Woman in White: Anne-Sophie Mutter and friend.The New York Philharmonic has returned from its European tour to kick off four weeks of concerts at its home base of Avery Fisher Hall. On Friday afternoon, the orchestra offered an unusual program featuring Time Machines, a new piece by Sebastian Currier, commissioned by artist-in-residence Anne-Sophie Mutter. The new work was flanked by a rare Beethoven trifle, and a Bruckner symphony that the orchestra hadn't performed live in 40 years.
Written in 2007 but shelved until this week, Time Machines is not a memorable piece. It is another installment of Ms. Mutter's ongoing (and commendable) quest, as she seeks to expand the repertory of her instrument. Over seven movements, Mr. Currier establishes a call-and-response between the soloist and orchestra, exploring different rhythmic approaches and concepts of time. Ms. Mutter opened the first movement with growled, staccato chords, a repeated ostinato which was answered by the orchestra strings.

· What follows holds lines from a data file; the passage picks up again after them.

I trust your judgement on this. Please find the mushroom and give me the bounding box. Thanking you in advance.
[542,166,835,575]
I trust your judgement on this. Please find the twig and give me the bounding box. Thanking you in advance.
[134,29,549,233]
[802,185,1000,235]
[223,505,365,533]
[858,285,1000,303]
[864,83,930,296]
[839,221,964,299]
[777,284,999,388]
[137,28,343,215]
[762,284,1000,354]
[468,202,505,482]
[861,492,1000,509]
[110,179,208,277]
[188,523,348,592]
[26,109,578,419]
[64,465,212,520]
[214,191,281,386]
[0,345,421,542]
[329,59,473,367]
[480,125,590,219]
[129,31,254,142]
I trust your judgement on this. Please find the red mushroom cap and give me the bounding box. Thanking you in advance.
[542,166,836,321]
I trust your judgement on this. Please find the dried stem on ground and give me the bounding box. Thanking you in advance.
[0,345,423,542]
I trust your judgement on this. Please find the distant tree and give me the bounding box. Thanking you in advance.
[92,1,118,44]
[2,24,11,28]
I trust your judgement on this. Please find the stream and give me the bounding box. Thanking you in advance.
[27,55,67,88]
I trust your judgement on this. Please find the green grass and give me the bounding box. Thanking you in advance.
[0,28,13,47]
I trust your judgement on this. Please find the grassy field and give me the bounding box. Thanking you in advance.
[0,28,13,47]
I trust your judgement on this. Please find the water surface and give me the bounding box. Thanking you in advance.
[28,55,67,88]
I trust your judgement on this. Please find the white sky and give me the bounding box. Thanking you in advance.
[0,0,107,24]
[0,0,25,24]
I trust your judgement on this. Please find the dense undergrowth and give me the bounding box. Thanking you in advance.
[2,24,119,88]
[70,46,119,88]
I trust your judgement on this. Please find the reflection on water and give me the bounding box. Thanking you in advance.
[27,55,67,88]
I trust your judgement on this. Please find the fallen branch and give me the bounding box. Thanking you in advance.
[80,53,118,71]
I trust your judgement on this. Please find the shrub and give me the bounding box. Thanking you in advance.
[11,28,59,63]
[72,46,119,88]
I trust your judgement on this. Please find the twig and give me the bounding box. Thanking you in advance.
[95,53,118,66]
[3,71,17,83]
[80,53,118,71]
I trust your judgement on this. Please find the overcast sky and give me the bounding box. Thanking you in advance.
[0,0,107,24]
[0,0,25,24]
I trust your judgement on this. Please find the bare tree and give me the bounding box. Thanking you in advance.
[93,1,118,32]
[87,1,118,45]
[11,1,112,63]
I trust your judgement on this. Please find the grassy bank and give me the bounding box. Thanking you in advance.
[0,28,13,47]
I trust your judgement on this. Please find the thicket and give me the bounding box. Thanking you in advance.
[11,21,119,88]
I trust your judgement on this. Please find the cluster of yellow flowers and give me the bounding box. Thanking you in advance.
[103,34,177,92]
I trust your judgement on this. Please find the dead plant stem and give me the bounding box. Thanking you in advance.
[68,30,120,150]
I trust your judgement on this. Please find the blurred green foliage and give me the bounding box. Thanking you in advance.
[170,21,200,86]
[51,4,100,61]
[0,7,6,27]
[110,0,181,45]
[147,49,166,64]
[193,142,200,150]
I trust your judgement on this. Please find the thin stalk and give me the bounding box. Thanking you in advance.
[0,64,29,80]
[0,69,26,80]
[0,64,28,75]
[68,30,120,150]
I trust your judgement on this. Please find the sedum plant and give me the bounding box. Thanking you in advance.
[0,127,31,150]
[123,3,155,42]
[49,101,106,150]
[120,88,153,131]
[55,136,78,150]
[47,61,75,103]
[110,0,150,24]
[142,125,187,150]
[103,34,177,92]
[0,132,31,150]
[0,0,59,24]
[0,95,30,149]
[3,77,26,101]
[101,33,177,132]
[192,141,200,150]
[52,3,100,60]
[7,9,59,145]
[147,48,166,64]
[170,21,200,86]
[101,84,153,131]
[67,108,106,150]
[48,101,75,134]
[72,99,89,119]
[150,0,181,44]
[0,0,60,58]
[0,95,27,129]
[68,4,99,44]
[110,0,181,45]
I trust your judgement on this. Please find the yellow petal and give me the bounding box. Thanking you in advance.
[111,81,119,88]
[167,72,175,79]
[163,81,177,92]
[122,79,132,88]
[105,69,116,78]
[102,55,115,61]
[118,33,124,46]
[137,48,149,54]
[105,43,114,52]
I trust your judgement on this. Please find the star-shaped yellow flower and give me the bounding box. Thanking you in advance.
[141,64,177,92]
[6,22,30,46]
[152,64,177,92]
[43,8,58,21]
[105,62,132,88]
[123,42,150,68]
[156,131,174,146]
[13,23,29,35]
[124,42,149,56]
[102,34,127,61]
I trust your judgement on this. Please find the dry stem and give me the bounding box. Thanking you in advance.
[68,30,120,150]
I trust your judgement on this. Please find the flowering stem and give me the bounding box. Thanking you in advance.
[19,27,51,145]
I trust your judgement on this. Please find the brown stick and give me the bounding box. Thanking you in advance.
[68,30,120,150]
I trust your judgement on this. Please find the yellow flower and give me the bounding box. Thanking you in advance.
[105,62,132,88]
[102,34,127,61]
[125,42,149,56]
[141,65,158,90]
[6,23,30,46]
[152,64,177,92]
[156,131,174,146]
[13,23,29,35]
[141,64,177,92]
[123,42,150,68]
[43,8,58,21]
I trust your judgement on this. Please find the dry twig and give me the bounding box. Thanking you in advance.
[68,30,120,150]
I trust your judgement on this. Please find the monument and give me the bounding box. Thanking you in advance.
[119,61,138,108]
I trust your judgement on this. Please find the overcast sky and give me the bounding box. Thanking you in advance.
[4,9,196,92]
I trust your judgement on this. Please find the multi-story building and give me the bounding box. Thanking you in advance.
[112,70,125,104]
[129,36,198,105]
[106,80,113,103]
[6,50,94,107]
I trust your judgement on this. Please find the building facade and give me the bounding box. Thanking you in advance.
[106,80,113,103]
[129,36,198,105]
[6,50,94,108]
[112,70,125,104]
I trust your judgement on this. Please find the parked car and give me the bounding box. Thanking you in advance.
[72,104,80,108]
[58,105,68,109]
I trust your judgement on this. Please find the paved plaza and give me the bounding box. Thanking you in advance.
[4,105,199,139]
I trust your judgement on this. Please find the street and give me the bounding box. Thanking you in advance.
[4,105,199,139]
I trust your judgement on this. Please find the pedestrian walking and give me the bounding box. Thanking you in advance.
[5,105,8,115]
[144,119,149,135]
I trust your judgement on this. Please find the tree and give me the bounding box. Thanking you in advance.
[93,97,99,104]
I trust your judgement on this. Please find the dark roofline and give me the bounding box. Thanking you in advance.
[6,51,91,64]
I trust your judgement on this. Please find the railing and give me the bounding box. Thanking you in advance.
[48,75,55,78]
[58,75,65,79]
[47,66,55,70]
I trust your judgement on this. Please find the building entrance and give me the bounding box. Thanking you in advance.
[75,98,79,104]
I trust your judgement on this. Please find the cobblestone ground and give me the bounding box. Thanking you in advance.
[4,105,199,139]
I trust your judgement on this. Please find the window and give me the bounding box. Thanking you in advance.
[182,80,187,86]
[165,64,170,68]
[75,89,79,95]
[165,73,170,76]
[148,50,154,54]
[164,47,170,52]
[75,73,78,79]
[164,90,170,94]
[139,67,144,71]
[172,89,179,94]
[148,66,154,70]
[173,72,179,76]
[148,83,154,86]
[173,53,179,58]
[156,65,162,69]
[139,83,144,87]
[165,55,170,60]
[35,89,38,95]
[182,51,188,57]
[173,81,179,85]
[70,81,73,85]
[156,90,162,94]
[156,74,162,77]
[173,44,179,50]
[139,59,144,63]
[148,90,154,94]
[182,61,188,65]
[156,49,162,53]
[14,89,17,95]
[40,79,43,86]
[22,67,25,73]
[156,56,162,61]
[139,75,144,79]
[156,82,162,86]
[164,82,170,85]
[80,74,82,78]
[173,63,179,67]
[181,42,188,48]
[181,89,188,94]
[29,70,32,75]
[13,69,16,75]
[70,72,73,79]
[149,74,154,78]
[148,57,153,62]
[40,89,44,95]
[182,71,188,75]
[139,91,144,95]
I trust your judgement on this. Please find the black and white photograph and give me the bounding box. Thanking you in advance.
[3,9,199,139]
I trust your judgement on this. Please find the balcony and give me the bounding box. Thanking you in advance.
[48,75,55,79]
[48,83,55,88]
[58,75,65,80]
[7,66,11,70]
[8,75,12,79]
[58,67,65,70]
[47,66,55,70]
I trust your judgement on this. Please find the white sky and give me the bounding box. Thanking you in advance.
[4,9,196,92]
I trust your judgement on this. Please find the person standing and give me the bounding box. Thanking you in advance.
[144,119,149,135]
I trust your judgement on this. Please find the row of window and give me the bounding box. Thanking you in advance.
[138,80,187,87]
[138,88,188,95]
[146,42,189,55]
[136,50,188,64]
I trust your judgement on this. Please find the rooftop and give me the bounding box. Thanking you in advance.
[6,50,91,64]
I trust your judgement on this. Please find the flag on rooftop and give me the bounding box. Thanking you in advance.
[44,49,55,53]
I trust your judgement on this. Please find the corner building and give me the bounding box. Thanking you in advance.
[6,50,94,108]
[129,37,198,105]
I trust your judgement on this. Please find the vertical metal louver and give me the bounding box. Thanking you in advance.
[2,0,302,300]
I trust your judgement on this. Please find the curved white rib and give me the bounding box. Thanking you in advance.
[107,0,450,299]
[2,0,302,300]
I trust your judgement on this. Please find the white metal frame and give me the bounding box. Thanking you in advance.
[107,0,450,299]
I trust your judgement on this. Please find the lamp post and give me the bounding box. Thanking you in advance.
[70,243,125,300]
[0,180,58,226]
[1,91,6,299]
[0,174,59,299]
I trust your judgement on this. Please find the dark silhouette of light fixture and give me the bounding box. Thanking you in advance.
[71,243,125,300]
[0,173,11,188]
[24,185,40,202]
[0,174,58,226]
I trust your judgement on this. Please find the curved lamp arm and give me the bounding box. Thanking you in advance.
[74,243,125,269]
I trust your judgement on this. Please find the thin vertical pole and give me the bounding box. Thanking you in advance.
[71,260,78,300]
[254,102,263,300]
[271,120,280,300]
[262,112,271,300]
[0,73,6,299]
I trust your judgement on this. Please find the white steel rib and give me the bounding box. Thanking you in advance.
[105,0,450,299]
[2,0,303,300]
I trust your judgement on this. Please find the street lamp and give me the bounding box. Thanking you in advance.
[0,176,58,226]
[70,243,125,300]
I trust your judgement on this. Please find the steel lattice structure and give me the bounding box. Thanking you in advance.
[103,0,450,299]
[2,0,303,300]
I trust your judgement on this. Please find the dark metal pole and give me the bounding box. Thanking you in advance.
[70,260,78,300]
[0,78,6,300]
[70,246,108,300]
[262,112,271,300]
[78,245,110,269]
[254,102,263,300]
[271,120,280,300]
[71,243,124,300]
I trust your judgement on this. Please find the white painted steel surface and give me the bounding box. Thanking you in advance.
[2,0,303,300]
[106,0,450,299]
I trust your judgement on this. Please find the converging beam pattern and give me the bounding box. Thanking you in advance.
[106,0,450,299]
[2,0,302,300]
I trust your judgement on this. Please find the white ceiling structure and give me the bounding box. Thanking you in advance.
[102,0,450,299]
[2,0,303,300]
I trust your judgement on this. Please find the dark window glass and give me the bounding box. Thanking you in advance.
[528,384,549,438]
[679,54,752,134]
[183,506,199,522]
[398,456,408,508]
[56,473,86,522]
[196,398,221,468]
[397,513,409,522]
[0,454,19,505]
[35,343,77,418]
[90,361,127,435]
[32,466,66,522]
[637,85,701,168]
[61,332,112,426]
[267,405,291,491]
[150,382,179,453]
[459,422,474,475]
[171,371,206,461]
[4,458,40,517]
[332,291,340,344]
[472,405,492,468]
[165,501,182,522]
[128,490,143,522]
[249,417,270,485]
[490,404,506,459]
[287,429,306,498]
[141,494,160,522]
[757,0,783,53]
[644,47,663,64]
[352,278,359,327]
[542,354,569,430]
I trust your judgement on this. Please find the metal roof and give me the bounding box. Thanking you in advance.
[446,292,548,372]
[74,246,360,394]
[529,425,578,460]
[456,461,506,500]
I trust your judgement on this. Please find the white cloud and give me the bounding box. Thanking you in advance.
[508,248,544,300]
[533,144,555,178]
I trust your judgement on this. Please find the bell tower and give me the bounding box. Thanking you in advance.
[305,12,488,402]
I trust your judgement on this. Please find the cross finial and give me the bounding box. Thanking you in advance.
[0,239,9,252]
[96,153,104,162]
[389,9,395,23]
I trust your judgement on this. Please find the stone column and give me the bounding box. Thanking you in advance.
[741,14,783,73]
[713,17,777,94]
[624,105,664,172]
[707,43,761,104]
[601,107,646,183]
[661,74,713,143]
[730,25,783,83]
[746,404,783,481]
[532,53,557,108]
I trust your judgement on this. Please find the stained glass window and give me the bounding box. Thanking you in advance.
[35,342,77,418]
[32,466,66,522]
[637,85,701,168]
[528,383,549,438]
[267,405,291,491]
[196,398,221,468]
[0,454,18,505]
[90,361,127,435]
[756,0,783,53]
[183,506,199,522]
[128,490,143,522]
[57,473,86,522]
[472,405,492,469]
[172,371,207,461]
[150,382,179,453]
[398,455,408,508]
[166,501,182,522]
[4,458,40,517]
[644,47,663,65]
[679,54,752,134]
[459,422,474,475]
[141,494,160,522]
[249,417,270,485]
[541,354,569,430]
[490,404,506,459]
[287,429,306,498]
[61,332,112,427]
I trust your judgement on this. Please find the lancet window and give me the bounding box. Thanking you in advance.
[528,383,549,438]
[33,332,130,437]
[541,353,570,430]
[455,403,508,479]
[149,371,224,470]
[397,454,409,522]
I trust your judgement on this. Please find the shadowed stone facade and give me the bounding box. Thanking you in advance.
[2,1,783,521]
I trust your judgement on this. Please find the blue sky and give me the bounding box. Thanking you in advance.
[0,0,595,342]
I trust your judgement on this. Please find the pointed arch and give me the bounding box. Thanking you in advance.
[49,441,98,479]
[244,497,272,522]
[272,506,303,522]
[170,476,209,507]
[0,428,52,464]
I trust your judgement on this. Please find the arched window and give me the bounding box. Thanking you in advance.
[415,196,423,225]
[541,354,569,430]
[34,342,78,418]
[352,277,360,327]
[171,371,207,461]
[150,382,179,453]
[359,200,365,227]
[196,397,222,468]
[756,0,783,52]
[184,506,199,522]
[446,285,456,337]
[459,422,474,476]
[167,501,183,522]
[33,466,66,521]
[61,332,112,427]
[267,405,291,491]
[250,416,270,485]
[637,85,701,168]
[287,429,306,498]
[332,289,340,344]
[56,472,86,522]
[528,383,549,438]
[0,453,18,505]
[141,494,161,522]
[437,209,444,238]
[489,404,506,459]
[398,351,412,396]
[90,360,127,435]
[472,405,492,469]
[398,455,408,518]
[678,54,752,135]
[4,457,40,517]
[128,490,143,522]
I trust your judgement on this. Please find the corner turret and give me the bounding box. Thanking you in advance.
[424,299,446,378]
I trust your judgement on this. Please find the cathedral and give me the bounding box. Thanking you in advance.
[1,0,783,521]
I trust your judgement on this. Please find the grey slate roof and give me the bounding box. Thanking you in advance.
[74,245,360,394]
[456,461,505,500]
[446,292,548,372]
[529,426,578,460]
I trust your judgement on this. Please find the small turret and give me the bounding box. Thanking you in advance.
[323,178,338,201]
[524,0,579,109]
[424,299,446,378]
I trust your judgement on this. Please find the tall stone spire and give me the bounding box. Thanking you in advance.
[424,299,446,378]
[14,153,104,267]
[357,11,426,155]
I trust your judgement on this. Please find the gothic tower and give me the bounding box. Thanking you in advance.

The major themes of the opening were expanded upon and repeated in the movements that followed, giving listeners a sensation of traveling backwards in time, with room to move for Ms. Mutter's instrument against a shifting curtain of strings, wind, and odd percussion. There were slow, soothing minimalist passages (entropic time) alternating with frantic fast sections (compressed time.) The most impressive section: backwards time, with inversions and retrogrades of the original thematic material, adding to the sensation of time running backward.
The concert opened with Beethoven's first Romance for Violin and Orchestra, featuring the talents of Philharmonic artist-in-residence Anne-Sophie Mutter. Clad in a spectacular scarlet sheath and wielding her bow with authority, Ms. Mutter captured the lovely lyricism that one associated with Beethoven's work, illustrating how this admittedly minor piece points the way to the heights of the composer's lone violin concerto.
The Philharmonic waited four decades to bring back Anton Bruckner's underrated Second Symphony, a taut, powerful work that excels and surprises, precisely because it lacks the sheer orchestral overkill associated with this Austrian composer. On the podium, music director Alan Gilbert made Bruckner's characteristic rhythms (one-two, one-two-THREE) snap, showing the crisp architecture and tight structures present in the music of a composer who remains misunderstood today.
The Second falls into Bruckner's early period, and (through some complicated numbering issues) is actually his fourth, possibly fifth effort in the genre that he made his life's work. It stands as a bridge between the symphonies of Beethoven and Schubert and the giant structures of sound that the composer worked on at the end of his life. Known (for lack of a better nickname) as the "Symphony of Pauses," the work frequently stops for a full rest, and then picks up the theme from its beginning, restating it in what is essentially a hybrid between a theme-and-variations and traditional sonata form.
The performance featured some beautiful playing from four of the Philharmonic horns, led by principal Philip Myers. The English horn made an important contribution in the slow movement. The trio of the rousing Scherzo (based on the Ländler, a curious Austrian peasant dance that was a Bruckner favorite) featured a gorgeous solo from violist Cynthia Phelps. And the mighty final movement was the sum total of Mr. Gilbert's abilities at keeping a large structure of music intact, making the work rise consistently to its thrilling, thundering climax.